There can be just two values of type `Maybe a`: `Nothing` and `Just a`.  Now let's look
at the free monad of `Maybe a`, `Free Maybe a`:

``` haskell
> data Free f a = Pure a | Free (f (Free f a))
>
> instance Functor f => Functor (Free f) where
>     fmap f (Pure a)   = Pure (f a)
>     fmap f (Free ffa) = Free $ fmap (fmap f) ffa
>
> instance Functor f => Monad (Free f) where
>     return = Pure
>     Pure a >>= f = f a
>     Free ffa >>= f = Free $ fmap (>>= f) ffa
>
> instance (Show a, Show (f (Free f a))) => Show (Free f a) where
>     showsPrec d (Pure a) = showParen (d > 10) $
>         showString "Pure " . showsPrec 11 a
>     showsPrec d (Free m) = showParen (d > 10) $
>         showString "Free " . showsPrec 11 m
```

There are four "shapes" that values of `Free Maybe a` can take:

    Pure a
    Free Nothing
    Free (Just (Free (Just (... (Free Nothing)))))
    Free (Just (Free (Just (... (Free (Pure a))))))
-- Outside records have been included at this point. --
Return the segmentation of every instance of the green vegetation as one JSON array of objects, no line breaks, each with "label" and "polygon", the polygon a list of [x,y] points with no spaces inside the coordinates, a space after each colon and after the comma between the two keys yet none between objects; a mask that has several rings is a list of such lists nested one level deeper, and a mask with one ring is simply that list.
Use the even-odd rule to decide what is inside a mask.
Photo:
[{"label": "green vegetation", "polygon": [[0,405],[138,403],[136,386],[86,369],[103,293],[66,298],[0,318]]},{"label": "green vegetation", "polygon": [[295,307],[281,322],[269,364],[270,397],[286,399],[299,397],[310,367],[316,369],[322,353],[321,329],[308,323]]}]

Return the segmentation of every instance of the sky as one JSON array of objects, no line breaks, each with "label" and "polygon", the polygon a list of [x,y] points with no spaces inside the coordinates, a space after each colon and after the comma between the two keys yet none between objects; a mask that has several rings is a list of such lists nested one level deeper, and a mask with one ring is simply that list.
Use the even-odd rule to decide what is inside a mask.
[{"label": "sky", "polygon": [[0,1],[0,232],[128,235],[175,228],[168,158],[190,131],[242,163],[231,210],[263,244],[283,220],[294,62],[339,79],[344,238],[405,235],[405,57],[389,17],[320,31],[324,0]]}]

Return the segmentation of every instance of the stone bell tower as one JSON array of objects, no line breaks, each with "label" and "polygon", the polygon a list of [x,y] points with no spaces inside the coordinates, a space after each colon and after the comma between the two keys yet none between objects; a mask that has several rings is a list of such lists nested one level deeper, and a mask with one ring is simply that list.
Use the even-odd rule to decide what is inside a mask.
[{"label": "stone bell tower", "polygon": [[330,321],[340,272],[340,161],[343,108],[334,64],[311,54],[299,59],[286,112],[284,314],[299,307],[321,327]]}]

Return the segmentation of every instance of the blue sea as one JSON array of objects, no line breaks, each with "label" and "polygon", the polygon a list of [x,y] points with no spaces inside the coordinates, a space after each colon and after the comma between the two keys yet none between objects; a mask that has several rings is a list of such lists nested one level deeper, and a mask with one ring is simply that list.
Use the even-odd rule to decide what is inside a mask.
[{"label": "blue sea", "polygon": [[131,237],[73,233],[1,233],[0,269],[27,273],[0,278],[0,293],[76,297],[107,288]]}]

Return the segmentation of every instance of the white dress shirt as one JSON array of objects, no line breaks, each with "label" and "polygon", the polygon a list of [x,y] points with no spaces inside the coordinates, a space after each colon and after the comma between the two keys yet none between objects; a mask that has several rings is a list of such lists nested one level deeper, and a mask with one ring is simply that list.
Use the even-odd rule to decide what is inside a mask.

In terms of whether a `Free Maybe a` represents an `a` or not, `Free Maybe a`
is equivalent to `Maybe a`.  However, `Maybe a` is *right adjoint* to `Free
Maybe a`, meaning that it forgets the structure of `Free Maybe a` --
namely, which of the four shapes above the value was, and how many occurences
of `Free (Just` there were.

Why would you ever use `Free Maybe a`?  *Precisely if you cared about the
number of Justs*.  Now, say we had a functor that carried other information:

``` haskell
> data Info a = Info { infoExtra :: String, infoData :: a }
>     deriving (Show, Functor)
```

Then `Free Info a` is isomorphic to if `infoExtra` had been `[String]`:

``` haskell
> main :: IO ()
> main = do
>     print $ Free (Info "Hello" (Free (Info "World" (Pure "!"))))
```

Which results in:

```
>>> main
Free (Info {infoExtra = "Hello", infoData = Free (Info {infoExtra = "World", infoData = Pure "!"})})
it :: ()
```

But now it's also a `Monad`, even though we never defined a `Monad` instance for `Info`:

``` haskell
> main :: IO ()
> main = do
>     print $ do
>         x <- Free (Info "Hello" (Pure "!"))
>         y <- Free (Info "World" (Pure "!"))
>         return $ x ++ y
```

This outputs:

```
>>> foo
Free (Info {infoExtra = "Hello", infoData = Free (Info {infoExtra = "World", infoData = Pure "!!"})})
it :: ()
```

This works because the Free monad simply accumulates the states of the various functor values, without "combining" them as a real monadic join would have done.  `Free Info a` has left it up to us to do that joining later.